Southern Oregon University will feature four lectures by mathematician Jeff Weeks on Thursday and Friday as part of the Kieval Lecture Series.




"Visualizing Four Dimensions" is an introductory lesson on visualizing four-dimensional space, with physical and philosophical applications as time permits. The lecture will begin at 11 a.m. on Thursday, May 22, in Taylor Hall, Room 20.




"The Shape of Space" looks at the possibility that the universe may not be infinite, but may instead have a shape we can perceive and understand. During the first half of the presentation, computer games will introduce the concept of a "multiconnected universe." Interactive 3D graphics will then take the audience on a tour of several possible shapes for space.




Finally, Weeks will present how recent satellite data is providing tantalizing clues to the true shape of our universe. This lecture will be held on Thursday, May 22, at 7 p.m. in Science Hall, Room 118.




"Where do Spherical Spaces Come From?" expands on the satellite data presented in "The Shape of Space" by using interactive 3D graphics to give participants an intuitive understanding of the various possible spherical spaces ("spherical 3-manifolds"). This third lecture will be held on Friday, May 23, at 11 a.m., in Taylor Hall, Room 20.




The "Curved Space Workshop" will give students a chance to construct physical models, introducing the concept of a curved surface. Interactive 3D graphics will then extend the concept to curved three-dimensional space.

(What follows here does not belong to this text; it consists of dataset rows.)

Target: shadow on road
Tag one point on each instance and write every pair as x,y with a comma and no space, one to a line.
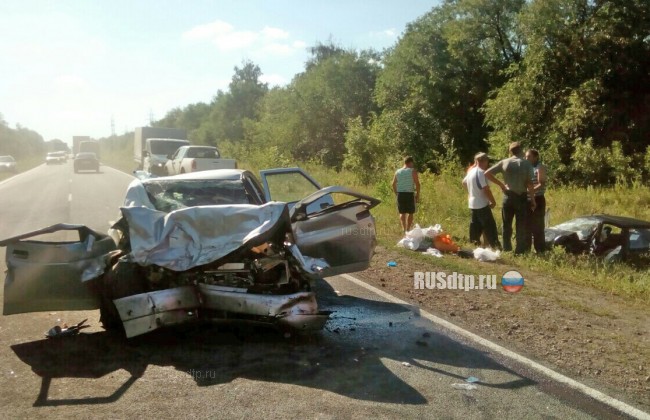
359,355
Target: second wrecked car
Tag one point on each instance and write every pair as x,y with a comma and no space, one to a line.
203,246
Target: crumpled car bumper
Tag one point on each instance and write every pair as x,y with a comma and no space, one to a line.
149,311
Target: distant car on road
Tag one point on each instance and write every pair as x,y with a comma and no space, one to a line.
197,158
613,237
86,161
7,164
56,158
204,246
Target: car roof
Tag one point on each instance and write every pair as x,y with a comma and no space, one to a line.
622,221
214,174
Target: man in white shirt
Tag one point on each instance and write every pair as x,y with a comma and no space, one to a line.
481,202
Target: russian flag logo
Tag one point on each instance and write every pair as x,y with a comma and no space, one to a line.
512,281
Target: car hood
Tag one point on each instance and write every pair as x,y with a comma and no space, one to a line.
551,233
193,236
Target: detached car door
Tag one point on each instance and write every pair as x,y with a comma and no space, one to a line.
53,275
332,223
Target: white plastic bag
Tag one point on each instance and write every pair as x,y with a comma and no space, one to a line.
434,252
412,239
432,231
486,254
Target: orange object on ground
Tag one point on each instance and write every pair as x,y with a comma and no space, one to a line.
444,243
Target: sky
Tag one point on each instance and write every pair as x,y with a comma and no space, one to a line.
91,67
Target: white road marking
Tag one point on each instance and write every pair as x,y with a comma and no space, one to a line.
595,394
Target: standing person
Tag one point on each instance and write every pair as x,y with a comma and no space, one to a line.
517,175
406,185
536,216
481,202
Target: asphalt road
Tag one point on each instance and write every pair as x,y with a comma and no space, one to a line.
375,358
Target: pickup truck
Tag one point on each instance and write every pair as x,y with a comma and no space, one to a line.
197,158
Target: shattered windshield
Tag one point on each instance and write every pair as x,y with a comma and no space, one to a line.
639,239
173,195
583,226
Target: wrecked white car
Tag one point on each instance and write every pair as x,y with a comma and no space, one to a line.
210,245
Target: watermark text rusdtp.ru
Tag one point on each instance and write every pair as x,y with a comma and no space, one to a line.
453,281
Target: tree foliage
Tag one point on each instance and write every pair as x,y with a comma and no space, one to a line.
568,77
438,76
583,83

Students will see how measurements of the cosmic microwave background radiation are now placing limits on the curvature of the universe. This final lecture will be held Friday, May 23, at — p.m. in the Britt Ballroom.




The workshop is intended for science and math students. Prior attendance at the "Shape of Space" lecture is recommended but not required.

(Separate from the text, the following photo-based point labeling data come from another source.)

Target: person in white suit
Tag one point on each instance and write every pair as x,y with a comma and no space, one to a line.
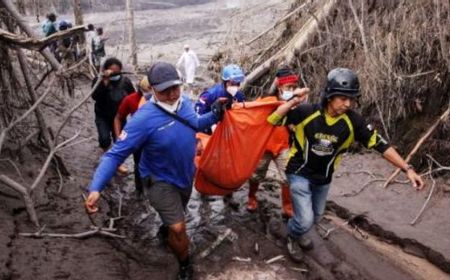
190,60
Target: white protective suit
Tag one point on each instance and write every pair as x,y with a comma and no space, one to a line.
190,64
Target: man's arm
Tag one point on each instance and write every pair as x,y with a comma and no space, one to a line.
300,96
117,125
393,157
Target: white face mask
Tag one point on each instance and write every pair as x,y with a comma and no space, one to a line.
115,78
287,94
169,107
232,90
147,94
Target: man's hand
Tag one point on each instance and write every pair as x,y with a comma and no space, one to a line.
218,107
416,180
302,94
91,201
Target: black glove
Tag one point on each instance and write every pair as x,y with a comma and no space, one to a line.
218,108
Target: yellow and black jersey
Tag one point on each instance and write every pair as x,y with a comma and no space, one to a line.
320,140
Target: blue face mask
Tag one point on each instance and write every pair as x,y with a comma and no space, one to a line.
115,78
287,94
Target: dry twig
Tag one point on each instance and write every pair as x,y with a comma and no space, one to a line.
419,143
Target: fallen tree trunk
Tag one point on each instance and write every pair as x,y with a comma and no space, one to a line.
37,44
419,144
287,53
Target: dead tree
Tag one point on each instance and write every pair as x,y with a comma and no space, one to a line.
9,6
288,53
131,36
34,43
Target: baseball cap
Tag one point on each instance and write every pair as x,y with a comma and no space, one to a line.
163,75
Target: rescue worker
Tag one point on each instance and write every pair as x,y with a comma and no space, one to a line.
232,77
190,62
108,96
278,145
49,26
323,133
98,48
128,107
164,128
90,34
66,48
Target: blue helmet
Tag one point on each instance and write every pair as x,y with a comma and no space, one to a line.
64,24
234,73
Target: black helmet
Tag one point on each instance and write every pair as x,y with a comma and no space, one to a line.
342,81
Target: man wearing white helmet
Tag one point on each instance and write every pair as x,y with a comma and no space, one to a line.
190,60
232,77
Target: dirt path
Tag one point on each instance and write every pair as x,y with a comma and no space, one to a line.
343,255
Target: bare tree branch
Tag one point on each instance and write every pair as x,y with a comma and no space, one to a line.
16,40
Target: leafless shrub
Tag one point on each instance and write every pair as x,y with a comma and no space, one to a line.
400,50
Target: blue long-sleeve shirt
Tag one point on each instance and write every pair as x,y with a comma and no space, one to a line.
207,98
168,146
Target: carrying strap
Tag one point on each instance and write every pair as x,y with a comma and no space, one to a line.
176,117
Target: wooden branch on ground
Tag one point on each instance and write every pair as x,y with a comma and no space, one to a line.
413,222
29,203
288,52
419,143
278,22
53,151
16,40
33,96
24,115
74,108
81,235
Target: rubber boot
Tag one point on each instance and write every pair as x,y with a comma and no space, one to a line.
286,203
252,203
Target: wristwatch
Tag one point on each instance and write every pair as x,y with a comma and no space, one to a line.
408,167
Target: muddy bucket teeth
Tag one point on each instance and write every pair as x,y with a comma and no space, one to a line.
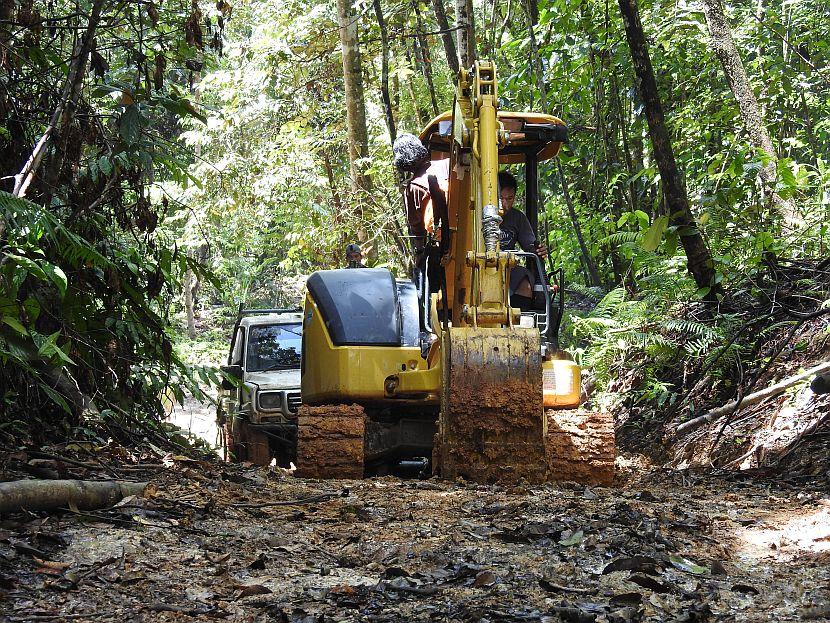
581,446
330,441
491,427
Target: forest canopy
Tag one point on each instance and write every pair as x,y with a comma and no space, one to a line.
160,160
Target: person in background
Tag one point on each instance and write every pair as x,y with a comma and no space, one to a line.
516,230
354,256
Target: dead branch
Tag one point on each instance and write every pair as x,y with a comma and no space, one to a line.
751,399
51,494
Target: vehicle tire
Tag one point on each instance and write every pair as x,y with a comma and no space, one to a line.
258,448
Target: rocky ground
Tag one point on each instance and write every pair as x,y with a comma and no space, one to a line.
210,541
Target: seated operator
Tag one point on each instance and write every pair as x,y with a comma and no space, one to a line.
515,228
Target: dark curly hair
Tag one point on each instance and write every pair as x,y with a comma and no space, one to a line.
409,152
507,180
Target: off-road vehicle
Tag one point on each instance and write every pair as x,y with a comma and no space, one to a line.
260,390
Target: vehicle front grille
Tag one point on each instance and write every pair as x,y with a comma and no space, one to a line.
294,402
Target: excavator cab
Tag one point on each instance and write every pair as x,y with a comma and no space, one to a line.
529,139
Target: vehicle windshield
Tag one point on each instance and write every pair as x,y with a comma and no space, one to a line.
274,347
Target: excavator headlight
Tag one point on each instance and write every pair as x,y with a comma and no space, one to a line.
270,401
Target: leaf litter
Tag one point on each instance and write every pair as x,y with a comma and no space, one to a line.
214,542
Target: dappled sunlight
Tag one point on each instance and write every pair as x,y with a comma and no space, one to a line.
787,534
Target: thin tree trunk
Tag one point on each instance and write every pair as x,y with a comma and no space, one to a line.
355,105
189,284
466,32
532,11
623,125
419,112
66,105
699,259
335,195
724,48
587,260
446,36
384,72
426,60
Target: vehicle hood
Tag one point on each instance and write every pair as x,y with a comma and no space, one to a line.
275,379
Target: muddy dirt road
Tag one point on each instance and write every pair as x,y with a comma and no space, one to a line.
213,542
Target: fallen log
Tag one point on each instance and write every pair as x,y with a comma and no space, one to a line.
37,495
751,399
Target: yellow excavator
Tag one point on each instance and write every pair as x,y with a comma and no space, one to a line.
396,369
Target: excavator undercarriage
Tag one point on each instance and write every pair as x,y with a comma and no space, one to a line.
393,370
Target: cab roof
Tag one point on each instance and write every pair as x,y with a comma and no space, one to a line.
529,134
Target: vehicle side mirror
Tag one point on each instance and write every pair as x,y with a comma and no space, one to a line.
231,376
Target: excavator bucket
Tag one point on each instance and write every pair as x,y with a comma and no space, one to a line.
491,426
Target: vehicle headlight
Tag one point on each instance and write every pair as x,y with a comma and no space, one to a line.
270,401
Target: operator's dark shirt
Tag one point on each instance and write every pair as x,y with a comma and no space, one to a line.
515,228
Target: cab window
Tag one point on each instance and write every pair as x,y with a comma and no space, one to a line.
274,347
238,347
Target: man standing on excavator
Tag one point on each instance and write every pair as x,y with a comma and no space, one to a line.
354,256
424,179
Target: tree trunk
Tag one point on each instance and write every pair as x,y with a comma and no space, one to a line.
590,265
36,495
355,105
426,60
699,259
466,32
335,195
446,36
67,104
384,72
420,114
189,283
724,48
532,11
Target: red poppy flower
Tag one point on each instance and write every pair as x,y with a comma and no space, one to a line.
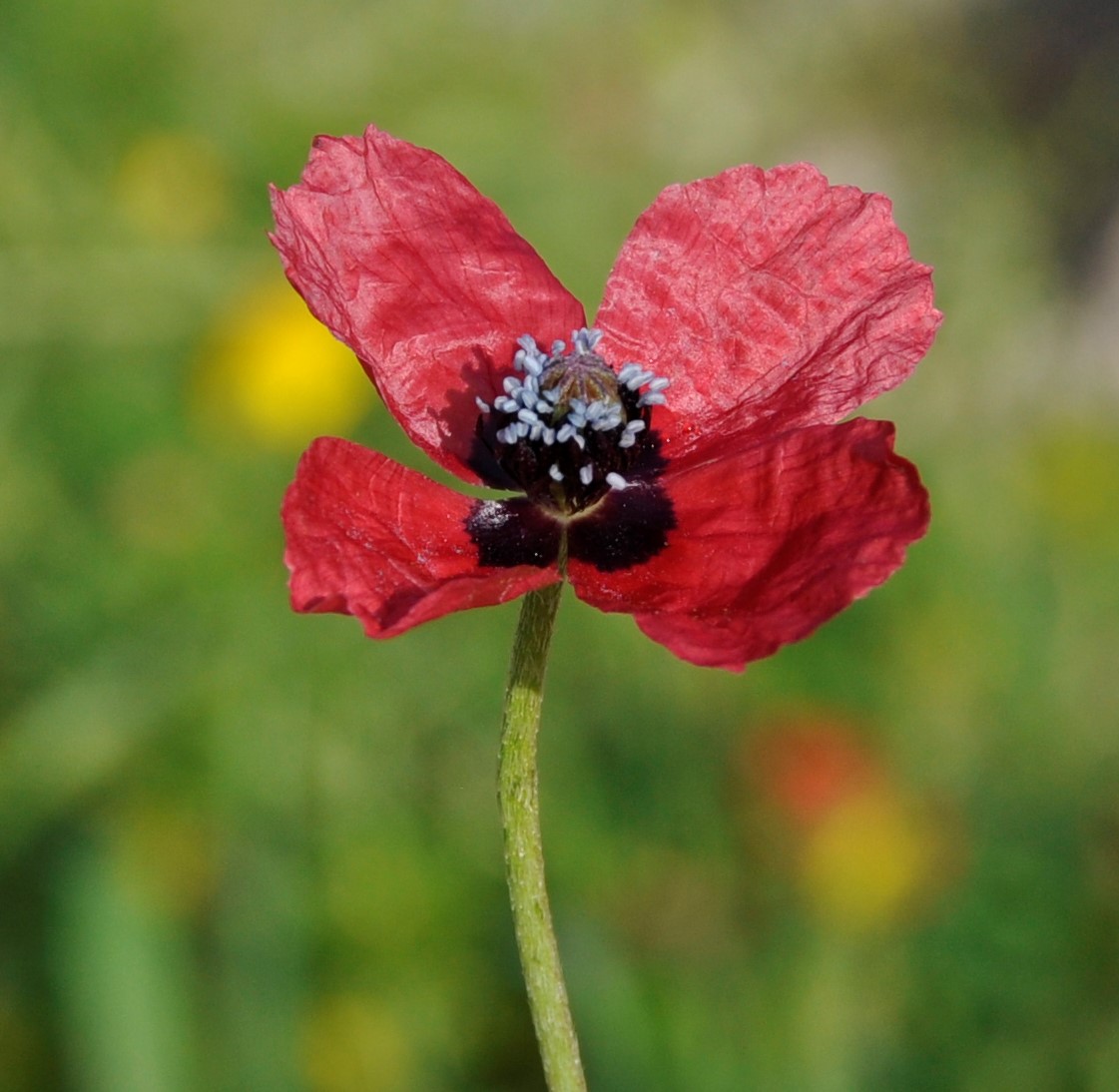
682,461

Jeff Weeks is a freelance mathematician living in Canton, N.Y. He holds a bachelor's degree from Dartmouth College and a doctorate from Princeton University, both in mathematics.

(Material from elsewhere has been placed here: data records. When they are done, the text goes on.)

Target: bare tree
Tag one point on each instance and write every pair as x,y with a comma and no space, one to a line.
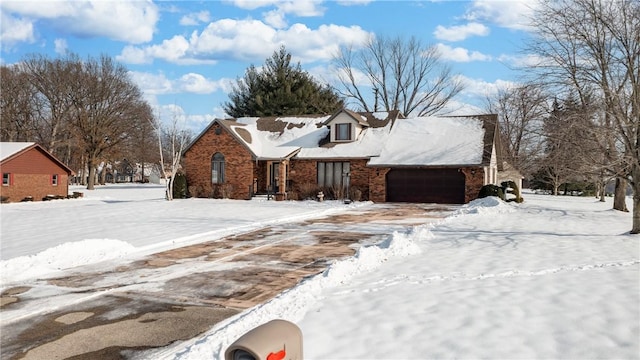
593,47
17,106
52,80
105,105
521,110
172,140
396,74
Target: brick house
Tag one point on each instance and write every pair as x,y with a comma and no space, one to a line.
380,156
31,172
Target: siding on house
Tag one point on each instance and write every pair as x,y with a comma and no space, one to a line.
32,173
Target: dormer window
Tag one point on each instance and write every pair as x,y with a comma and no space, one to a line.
343,132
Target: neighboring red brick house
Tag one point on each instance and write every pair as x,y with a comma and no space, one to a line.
378,156
31,172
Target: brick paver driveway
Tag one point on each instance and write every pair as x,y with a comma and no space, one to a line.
112,313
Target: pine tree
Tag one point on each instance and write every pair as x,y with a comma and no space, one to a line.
280,88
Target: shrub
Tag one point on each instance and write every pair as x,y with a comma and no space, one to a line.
293,195
226,190
337,192
510,187
491,190
308,191
180,186
355,194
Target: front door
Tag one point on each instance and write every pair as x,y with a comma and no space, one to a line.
274,177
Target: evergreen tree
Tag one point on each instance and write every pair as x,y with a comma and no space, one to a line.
280,88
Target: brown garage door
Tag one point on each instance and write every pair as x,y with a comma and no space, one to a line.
443,186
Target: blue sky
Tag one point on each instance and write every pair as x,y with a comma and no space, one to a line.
185,55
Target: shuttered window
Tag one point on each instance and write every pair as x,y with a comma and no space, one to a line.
217,168
333,173
343,131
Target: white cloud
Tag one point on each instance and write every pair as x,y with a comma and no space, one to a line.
152,84
460,32
252,4
459,54
195,18
276,17
480,88
513,14
246,40
129,21
198,84
159,84
60,46
522,61
15,30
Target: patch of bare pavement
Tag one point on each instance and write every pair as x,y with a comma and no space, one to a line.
114,313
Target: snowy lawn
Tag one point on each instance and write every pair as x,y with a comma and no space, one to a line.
554,277
121,221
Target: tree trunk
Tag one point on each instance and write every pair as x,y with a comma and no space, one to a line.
91,179
103,175
620,195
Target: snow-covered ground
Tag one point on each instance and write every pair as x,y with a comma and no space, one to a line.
554,277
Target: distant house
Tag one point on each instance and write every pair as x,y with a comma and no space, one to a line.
384,156
29,172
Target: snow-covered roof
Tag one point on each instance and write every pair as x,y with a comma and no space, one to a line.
386,139
433,141
8,149
297,132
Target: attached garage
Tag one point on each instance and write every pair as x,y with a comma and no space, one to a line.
440,185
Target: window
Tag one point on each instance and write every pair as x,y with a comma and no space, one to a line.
343,131
217,169
333,173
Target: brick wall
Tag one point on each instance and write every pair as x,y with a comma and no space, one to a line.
378,184
303,174
239,165
31,174
36,186
474,180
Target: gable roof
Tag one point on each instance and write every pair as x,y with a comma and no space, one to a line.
278,137
11,150
439,141
388,139
370,119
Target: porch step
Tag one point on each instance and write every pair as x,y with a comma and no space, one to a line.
263,197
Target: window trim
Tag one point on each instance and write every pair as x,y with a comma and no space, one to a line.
217,164
326,173
338,132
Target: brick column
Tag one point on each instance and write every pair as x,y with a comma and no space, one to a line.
378,184
282,181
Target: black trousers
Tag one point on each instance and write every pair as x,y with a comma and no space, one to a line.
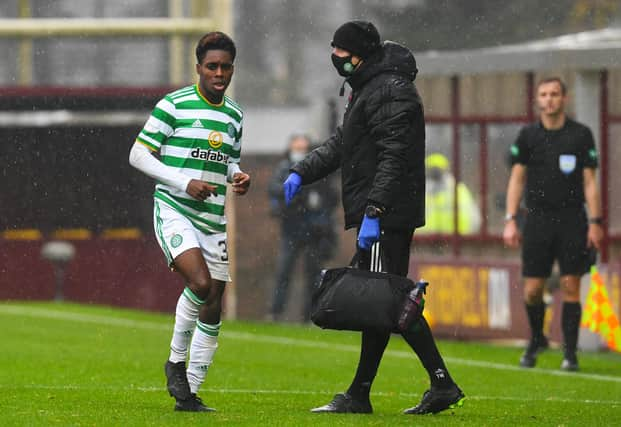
392,255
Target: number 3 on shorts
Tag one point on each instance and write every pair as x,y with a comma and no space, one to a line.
224,256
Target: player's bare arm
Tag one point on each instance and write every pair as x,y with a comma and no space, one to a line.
511,234
595,234
241,183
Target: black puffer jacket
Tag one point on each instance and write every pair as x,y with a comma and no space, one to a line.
380,146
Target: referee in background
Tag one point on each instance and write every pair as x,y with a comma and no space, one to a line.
553,165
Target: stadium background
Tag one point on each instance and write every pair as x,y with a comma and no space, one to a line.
78,79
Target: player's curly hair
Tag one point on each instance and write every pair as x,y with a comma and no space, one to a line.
215,40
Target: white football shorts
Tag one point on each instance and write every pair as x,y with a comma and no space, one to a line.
176,234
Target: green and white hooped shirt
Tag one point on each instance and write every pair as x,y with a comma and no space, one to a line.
198,139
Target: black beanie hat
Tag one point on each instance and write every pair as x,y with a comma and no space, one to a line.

A former MacArthur Fellow and current National Science Foundation award recipient, Weeks splits his time between research and education. His present research centers on a collaboration with cosmologists to test the shape of the universe using satellite data. His educational activities have lead to a multimedia unit for middle schools on geometry and space. The unit uses classroom activities, computer games, and video to let students explore universes that are finite but have no boundaries.